The Ḩanīsh Islands (Arabic: جزر حنيش) are an island group in the Red Sea. Most of them are a part of Yemen, but before 1998–1999 they were claimed by Eritrea as well. After a long trial in an international court under the guidance of Abdul Karim al-Iryani, Yemen was granted full ownership of the larger islands while Eritrea was awarded the peripheral islands to the southwest.
The three largest islands are Jabal Zuqar to the north (area ~130 km²), Al-Ḩanīsh al-Kabīr (Great Ḩanīsh) to the south (area ~116 km²), with the much smaller Al-Ḩanīsh al-Ṣaghīr (Little Ḩanīsh) between.

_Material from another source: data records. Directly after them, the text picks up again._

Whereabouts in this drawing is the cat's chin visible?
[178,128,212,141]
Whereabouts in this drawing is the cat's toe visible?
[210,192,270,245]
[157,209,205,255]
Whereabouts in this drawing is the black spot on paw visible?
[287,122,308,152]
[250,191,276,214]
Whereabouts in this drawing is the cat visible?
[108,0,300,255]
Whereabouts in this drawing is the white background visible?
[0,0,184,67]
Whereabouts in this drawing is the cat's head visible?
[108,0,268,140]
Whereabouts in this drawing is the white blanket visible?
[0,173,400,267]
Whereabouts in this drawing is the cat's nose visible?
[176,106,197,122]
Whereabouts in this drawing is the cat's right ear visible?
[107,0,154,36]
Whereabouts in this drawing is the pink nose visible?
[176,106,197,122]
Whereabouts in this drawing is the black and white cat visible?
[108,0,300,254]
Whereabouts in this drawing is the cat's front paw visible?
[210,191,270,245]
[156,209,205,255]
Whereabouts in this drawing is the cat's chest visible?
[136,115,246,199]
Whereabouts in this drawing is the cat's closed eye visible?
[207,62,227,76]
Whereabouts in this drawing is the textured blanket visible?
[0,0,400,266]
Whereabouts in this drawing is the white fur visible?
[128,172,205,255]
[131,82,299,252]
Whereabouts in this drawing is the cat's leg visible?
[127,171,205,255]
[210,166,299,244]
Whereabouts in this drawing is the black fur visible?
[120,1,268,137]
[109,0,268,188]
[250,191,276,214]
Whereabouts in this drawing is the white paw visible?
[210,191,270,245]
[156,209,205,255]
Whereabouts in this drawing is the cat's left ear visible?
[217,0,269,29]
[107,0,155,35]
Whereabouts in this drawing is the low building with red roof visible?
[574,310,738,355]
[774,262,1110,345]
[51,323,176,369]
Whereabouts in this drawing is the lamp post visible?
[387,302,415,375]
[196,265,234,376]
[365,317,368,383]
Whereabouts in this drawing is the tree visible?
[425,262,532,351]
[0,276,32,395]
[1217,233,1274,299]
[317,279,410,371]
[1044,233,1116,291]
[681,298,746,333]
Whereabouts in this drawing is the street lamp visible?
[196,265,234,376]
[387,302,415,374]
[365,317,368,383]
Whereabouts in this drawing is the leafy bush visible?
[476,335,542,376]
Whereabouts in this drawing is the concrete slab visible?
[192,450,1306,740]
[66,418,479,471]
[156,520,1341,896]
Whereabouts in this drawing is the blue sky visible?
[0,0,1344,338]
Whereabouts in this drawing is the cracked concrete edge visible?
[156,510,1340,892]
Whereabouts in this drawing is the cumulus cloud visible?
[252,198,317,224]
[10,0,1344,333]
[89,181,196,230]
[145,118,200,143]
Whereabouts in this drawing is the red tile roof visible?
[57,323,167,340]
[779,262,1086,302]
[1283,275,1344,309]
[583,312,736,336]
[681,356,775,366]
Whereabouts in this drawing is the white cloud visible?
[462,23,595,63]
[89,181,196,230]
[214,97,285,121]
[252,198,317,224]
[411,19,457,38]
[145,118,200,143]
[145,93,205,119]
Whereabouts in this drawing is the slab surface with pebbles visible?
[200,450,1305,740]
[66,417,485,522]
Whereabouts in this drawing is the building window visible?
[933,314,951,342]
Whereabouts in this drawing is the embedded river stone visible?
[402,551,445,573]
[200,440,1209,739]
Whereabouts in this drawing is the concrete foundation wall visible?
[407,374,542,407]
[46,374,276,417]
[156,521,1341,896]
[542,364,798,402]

The Hanish Islands were claimed by the Ottoman Empire, a claim abandoned by Turkey in 1923. From that point forward they were administered by the Italian Colony of Eritrea until 1941. In 1941, after the surrender of the Italian colonial forces, the British army established Eritrea as a protectorate. Throughout the 1970s, Ethiopia (which had annexed Eritrea) and Yemen claimed the islands. Ethiopian interest in the Islands stemmed from the fact that Eritrean independence groups used the Hanish Islands, and the nearby Zuqar Island, as a base to attack Ethiopian military interests.
In 1991 Eritrea gained independence and in 1995 attempted to exercise sovereignty over the archipelago. This started the Hanish Islands conflict, which was eventually ended after a brief conflict between Eritrea and Yemen over the islands. In all, 3–12 Eritreans and 4–15 Yemenis were killed in the fighting.